Time slipped away on me once more.
I had plans to stretch the construct of time this parental leave, and yet six months has come and gone, leaving me crying by myself in the Tim Horton’s drive-thru. One last leave, I blubber to the employee, as I key in my pin for the three dollar purchase, pulling my hat down to my sunglasses and snatching my purchase from her hands before she recognizes me.
I inhale the honey crueller in its entirety, as any good deceitful mother does, but the sugary film on my unbrushed teeth won’t grant me any satisfaction this time, given the littles are at daycare and school, so nobody is asking me for a piece.
I drive home slowly, the bell of his baby toy jingling to itself across the bumpy country roads. I hit every single pothole. Making my way back home I realize I’ve subconsciously been nesting at home these past weeks. Subconsciously nurturing every last drop of leave.
It’s been a trip, these past months, leaving as abruptly as it came. I’ve learned the highs are so high with three, and the hygiene, so low.
I’ve learned baseball hats are a must, and pants are optional. The number of baby wipe baths I’ve given these past six months are impossible to count. The amount of drive-thrus I’ve pulled through, too, unfathomable. Pizza contains most of the food groups.
There are never too many cups of coffee- those limits don’t apply to mothers of three. There was never a Costco bag of chocolate chips I couldn’t conquer while in the loo.
I didn’t nap once but luckily the baby sucked at naps too, so we kept one another company while running the Netflix circuit. In doing so, I accepted the girls were hot glueing pennies to the dining room table again, or clogging the bathroom sink once more with oil based paints and barbie hair. I gave up on matching socks entirely.
There was a plethora of slime, stuck to sweaty tendrils of toddler pigtails. The clumsy one’s forehead was always bruised. They all had sand in their ear canals and black fingernails.
When I had the gumption we biked, we beached, and often in our pyjamas from two nights before. And the babe was always just there, jiggling on my left hip, and when that gig ran out, on my right breast- the one each of the three all preferred.
So many days were strict survival, and nobody ever thrived all at the same given time. There were always tear stains on someone’s cheeks. But managing three little lives is like that- we let go of the misses and cherish the hits. The house absolutely cannot be clean if the kids are happy.
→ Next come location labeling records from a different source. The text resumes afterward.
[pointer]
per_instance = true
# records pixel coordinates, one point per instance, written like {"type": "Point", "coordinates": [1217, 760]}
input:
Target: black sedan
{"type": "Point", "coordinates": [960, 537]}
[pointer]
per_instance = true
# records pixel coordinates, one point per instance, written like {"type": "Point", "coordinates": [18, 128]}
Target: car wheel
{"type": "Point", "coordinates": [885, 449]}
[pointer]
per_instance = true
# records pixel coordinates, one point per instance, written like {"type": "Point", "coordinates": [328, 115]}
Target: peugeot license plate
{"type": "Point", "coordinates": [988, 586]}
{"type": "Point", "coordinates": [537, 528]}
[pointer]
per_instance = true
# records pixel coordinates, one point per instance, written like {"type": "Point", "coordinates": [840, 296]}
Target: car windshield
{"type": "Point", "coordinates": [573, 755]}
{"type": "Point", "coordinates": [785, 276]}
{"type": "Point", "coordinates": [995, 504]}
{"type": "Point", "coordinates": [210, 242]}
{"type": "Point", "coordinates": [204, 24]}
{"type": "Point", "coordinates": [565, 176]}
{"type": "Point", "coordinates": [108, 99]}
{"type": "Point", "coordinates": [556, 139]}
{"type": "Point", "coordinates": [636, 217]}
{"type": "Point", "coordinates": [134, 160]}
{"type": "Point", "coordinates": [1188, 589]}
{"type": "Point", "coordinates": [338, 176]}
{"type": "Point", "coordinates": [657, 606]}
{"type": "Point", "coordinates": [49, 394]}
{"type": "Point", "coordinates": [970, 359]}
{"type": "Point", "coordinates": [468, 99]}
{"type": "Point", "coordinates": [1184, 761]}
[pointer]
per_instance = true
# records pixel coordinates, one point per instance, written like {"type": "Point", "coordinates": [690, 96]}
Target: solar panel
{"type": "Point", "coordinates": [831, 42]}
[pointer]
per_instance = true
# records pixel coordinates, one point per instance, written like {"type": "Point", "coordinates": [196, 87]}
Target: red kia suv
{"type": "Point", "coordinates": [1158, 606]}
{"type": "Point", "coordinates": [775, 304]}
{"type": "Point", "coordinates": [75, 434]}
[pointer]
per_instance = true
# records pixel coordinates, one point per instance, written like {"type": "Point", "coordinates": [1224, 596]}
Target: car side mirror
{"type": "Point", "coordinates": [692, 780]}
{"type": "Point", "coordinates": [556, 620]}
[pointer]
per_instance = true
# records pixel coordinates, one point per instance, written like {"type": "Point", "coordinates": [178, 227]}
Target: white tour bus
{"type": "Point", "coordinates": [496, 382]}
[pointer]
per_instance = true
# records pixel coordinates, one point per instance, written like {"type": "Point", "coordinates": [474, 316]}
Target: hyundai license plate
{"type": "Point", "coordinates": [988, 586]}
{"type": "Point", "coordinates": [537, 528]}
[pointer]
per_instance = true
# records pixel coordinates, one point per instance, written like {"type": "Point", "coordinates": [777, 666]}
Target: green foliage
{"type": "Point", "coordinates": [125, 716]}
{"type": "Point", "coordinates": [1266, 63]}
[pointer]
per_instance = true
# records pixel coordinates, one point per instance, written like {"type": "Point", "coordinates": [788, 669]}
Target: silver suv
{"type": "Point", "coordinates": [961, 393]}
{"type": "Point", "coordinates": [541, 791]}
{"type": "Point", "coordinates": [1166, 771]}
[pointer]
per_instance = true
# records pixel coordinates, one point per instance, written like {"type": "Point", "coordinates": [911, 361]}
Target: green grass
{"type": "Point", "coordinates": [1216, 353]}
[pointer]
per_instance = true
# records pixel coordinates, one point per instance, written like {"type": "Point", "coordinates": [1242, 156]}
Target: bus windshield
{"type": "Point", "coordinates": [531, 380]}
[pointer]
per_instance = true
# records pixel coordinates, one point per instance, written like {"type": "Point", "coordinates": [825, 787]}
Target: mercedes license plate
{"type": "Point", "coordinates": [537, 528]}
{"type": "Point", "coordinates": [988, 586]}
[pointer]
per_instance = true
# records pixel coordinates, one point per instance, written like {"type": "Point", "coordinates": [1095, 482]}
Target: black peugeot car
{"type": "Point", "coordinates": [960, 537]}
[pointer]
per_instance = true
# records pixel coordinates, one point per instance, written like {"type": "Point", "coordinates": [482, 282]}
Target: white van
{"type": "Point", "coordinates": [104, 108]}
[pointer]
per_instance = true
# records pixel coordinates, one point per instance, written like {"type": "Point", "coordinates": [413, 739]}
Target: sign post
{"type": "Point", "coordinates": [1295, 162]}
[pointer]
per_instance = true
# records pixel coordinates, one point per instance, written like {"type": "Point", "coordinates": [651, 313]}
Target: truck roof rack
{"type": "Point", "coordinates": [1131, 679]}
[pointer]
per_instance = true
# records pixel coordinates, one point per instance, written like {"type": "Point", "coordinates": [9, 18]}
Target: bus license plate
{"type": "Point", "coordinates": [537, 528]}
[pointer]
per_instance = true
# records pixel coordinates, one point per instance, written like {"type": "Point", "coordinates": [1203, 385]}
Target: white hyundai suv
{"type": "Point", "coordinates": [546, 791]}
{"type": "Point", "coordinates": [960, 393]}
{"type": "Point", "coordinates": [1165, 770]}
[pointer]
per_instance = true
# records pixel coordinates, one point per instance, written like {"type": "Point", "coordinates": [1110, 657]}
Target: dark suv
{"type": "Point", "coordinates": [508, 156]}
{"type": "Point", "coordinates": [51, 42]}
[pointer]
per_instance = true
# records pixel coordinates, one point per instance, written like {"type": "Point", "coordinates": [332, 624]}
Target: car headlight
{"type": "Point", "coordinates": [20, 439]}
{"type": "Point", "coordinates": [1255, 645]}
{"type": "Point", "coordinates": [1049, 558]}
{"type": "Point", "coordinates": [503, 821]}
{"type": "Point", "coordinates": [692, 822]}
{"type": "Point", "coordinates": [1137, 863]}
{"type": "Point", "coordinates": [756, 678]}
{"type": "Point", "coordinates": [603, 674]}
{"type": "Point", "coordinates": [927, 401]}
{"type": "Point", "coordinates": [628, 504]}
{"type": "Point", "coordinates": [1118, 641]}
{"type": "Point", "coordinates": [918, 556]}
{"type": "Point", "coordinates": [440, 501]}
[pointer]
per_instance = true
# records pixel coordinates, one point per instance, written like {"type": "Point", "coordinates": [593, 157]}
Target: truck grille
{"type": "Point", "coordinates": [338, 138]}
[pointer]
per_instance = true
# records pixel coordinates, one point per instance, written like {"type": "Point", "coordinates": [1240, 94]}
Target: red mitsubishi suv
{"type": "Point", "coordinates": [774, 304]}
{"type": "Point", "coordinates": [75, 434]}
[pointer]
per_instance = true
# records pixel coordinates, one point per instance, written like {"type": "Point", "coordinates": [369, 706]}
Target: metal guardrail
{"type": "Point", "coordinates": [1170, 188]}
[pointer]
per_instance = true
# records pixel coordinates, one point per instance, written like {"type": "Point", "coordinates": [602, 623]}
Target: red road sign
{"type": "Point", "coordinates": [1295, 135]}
This parental leave we lived for chunky hip squeeze tickles to hear his little chuckle, and we waltzed to Despacito in the sweaty August sunshine on the front deck, dodging the chicken poo. We camped four times to the sound of campfires crackling and ocean waves crashing, and for now, that has to be enough.
I’m sitting alone at home feeling useless, sipping a coffee that’s still hot, and realizing so much of this parenthood ride is navigating various states of loneliness, whether with or without kids on your side. I’ve lived the past six months wiping alternating bums and keeping more humans than I had hands alive. My husband balanced running a business full time until supper each weekday and building our future home until the sun set seven days a week- neither one of us had it easy and we were both so entirely stretched. Neither one of us would have planned it this way.
And so when everyone and their mother asks about me going back to work already after only six months, I answer yes with a lot of sadness but without hesitancy. Yes, already it is high time to fit myself into our own schedule.
As I sit in a cold house to myself for the first time in forever, I remember feeling this way before. Bouncing back into any form of individuality will surely take more than one doughnut and one double double, but the gains will come. For today, having the time to stare at a wall and come to realize mothers are likely among the majority of the crying customers at the drive-thru, is for me, a win. I’ll take every win I get.